Her father got a job with a Jewish wool merchant and went to night school. He was also a firefighter. Her mother took in lodgers in the house in Hillcrest Ave. Then her father worked for the JNF and later the JPA. He was active in founding the Jewish Day School in Leeds, which began in 1956. He belonged to the Chassidishe Shul. He brought over his sister and husband after the war. Ruth was a staunch member of Bnai Akivah and this was her life. She went to camps and made lifelong friends. Her family were orthodox and she maintained this way of life. She supported the Irgun and Stern Gang. Ruth’s brother went on Hachsharah to Thackstead. He studied agriculture at Uni and made aliyah as an agronomist. Ruth went to University to study languages and took a teaching diploma.
She met her husband David Rogoff from London through the BA and married in 1955. He was studying to be a dentist. They moved to London, where Ruth taught at Hasmonean. Then they returned to Leeds where she taught English at Leeds High Schools. At one time she worked for Radio Leeds on Literary programmes and in 1958 she became editor of the Jewish Gazette in Leeds. She took a Masters degree in English Lit and went back to teaching. She became head teacher in Hebrew and Jewish Studies at the Jewish School for 10 years. She belonged to Emunah. Her husband qualified as a dentist and belonged to the Jewish Dental Association. He also was a member of the Chevra Kadisha.
I remember getting to England. And my first memory of England, it was Sunday, 3 September 1939, the day the war broke out. We arrived at Liverpool Street Station. And as the train slowed down and we were getting out of the train, the sirens went. When the sirens went, everybody started running; we had to go to a shelter. We went with the crowd, but there was also a Jewish Refugee Committee on the platform, and they went with us.
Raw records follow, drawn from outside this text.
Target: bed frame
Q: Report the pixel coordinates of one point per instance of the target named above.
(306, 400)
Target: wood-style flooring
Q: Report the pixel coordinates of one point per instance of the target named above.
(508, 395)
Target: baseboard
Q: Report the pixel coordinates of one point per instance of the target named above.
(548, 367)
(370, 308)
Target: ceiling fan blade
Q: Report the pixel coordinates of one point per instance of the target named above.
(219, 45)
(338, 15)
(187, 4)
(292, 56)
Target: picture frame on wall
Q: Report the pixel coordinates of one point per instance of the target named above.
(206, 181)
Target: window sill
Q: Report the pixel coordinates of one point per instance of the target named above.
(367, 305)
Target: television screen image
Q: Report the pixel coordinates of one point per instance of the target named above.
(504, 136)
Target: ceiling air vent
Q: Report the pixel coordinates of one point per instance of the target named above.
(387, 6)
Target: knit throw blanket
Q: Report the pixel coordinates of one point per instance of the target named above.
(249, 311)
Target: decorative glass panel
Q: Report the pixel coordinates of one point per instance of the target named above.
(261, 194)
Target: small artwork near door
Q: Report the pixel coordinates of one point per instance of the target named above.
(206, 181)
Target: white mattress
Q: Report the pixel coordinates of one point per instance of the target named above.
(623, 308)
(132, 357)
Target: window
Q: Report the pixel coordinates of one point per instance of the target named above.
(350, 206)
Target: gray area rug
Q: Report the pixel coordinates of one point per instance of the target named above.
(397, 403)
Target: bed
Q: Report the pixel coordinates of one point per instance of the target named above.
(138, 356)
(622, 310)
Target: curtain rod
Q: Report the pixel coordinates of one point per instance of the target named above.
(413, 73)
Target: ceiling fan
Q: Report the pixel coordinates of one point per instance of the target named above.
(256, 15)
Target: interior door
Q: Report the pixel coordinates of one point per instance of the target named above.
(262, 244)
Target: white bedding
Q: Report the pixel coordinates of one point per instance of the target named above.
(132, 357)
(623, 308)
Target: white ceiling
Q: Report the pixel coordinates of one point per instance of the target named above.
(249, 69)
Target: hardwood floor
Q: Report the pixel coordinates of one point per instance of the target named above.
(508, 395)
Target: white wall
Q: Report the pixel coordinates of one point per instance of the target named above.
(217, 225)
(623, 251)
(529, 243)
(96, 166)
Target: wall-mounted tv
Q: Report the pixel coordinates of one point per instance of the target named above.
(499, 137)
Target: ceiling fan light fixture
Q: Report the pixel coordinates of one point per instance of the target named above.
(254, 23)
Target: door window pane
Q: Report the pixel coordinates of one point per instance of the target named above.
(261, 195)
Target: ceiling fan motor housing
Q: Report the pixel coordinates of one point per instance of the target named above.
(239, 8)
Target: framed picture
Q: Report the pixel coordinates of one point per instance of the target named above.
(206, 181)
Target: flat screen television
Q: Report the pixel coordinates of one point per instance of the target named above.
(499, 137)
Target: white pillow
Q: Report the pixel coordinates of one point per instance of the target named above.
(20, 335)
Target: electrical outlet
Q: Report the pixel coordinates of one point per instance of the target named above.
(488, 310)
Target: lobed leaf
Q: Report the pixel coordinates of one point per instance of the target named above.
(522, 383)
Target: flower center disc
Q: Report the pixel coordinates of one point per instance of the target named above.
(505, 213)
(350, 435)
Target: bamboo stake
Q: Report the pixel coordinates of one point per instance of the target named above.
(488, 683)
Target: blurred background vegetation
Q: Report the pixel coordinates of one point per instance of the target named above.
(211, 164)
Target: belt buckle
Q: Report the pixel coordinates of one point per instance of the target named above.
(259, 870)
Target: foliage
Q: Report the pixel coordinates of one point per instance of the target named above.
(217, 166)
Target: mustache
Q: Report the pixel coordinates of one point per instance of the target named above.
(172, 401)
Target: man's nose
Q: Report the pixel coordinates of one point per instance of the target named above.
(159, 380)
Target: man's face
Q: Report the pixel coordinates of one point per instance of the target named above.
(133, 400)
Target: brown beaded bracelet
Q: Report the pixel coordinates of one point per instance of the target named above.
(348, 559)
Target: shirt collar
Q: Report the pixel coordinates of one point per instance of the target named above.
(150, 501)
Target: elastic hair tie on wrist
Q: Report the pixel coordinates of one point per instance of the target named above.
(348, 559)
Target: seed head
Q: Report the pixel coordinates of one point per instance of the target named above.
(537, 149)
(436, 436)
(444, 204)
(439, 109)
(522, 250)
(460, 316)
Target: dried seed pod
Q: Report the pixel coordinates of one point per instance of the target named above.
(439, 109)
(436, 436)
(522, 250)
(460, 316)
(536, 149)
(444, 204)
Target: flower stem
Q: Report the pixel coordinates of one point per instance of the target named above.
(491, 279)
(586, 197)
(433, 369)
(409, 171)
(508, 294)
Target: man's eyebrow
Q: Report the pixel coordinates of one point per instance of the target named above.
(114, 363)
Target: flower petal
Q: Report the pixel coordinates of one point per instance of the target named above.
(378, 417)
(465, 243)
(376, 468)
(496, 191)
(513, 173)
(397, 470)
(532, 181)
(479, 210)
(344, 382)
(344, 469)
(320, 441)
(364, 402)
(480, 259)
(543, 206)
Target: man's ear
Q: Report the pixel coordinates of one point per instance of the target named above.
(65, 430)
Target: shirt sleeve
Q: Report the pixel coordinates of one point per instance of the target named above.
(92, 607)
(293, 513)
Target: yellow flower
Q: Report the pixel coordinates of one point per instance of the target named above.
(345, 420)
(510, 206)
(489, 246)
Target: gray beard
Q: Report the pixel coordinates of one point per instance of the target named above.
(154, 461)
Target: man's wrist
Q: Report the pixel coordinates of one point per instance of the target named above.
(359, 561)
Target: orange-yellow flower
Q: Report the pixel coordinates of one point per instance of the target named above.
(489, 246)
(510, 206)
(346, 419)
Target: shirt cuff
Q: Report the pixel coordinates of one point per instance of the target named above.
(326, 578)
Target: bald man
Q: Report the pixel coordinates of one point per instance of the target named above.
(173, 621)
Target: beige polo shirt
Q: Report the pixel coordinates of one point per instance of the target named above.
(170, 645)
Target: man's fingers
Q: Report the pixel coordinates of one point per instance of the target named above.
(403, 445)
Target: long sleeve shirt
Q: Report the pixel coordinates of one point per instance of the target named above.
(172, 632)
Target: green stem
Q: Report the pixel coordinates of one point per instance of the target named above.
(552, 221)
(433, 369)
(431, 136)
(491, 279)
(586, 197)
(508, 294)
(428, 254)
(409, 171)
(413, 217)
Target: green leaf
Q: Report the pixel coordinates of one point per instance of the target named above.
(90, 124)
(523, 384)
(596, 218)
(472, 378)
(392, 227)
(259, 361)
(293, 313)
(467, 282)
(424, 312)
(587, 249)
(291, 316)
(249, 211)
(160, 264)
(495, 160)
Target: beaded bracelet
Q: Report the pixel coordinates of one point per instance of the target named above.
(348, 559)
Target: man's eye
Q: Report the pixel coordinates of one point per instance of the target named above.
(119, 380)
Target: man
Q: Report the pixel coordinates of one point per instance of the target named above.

We didn’t know where my father was, we had no idea. My father came to England in June or July of 1939. When we arrived, we were put into a hostel, and the first thing my mother did was to go round the men’s hostels to see if anybody knew. She went with a photograph, if anybody had seen him, heard of him, knew of him, knew what had happened to him. ‘Cause I mean that’s what people did. And she knocked on this door, in this Highams [Lane] hostel. And my father opened it. And that was- That is quite remarkable, isn’t it? And that’s how they found each other.